Langkah ini mau tak mau harus dilakukan secepatnya untuk mengejar mutu SDM Indonesia yang terpuruk hingga mendapat predikat terendah di Asia. Terlebih dari program Wajar 12 tahun akan mengalihkan energi yang seharusnya dipergunakan untuk menuntaskan Wajar 9 tahun dengan mutu yang standar. Namun, ambisi mengejar Wajar 12 tahun akan sia-sia tanpa pendidikan dasar yang kuat. Selayaknya pemerintah pusat memberikan insentif dan program-program intervensi untuk peningkatan mutu SD, bukannya mendorong daerah berlomba-lomba mencanangkan Wajar 12 tahun.
“Pemerintah memang masih terbebani oleh belum tuntasnya program Wajar 9 tahun. Akan tetapi, keadaan tak memungkinkan lagi untuk menunggu hingga program Wajar 9 tahun berakhir tahun 2008. Selanjutnya bagi lembaga pendidikan dan daerah yang sudah siap dipersilahkan untuk segera memulainya,” kata mantan Menteri Pendidikan Nasional Malik Fadjar.

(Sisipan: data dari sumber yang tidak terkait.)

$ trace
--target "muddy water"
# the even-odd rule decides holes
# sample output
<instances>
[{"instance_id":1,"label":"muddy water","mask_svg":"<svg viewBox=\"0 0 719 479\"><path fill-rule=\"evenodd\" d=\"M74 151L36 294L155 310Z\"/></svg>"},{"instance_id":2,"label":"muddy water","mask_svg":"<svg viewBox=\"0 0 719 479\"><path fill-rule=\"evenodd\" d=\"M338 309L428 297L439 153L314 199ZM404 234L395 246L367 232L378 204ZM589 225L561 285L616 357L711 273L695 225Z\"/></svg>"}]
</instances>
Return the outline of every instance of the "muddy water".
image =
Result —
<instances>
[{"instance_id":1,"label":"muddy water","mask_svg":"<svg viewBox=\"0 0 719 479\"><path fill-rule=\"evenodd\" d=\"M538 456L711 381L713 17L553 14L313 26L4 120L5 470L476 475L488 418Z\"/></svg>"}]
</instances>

Pada prinsipnya, lanjut Malik Fadjar, dengan adanya otonomi daerah, sebaiknya pelaksanaan Wajar 12 tahun tidak dilakukan secara serentak dan seragam. Kalau dilakukan seragam, sama saja dengan saat masih sistem sentralistik. Yang dibutuhkan adalah adanya sebuah standar nasional. Intinya sama, lulusan SLTA harus memiliki standar kompetensi tertentu (yang akan ditentukan kemudian). Cara mencapainya, diserahkan kepada masing-masing sekolah.

SDM Unggul
Menurut Menteri Pendidikan Nasional Bambang Sudibyo yang menempatkan rencana Wajar 12 tahun pada satu dari enam agenda utama 100 harinya beberapa waktu lalu. “Soal perubahan Wajar dari 9 tahun menjadi 12 tahun, itu awalnya sebatas dorongan yang hanya ditujukan bagi daerah-daerah tertentu yang telah mapan, seperti DKI Jakarta dan Yogyakarta. Itu lebih supaya Anggaran Pendapatan dan Belanja Daerah terutama untuk pendidikan, lebih fokus penggunaannya,” kata Bambang Sudibyo yang juga akuntan itu.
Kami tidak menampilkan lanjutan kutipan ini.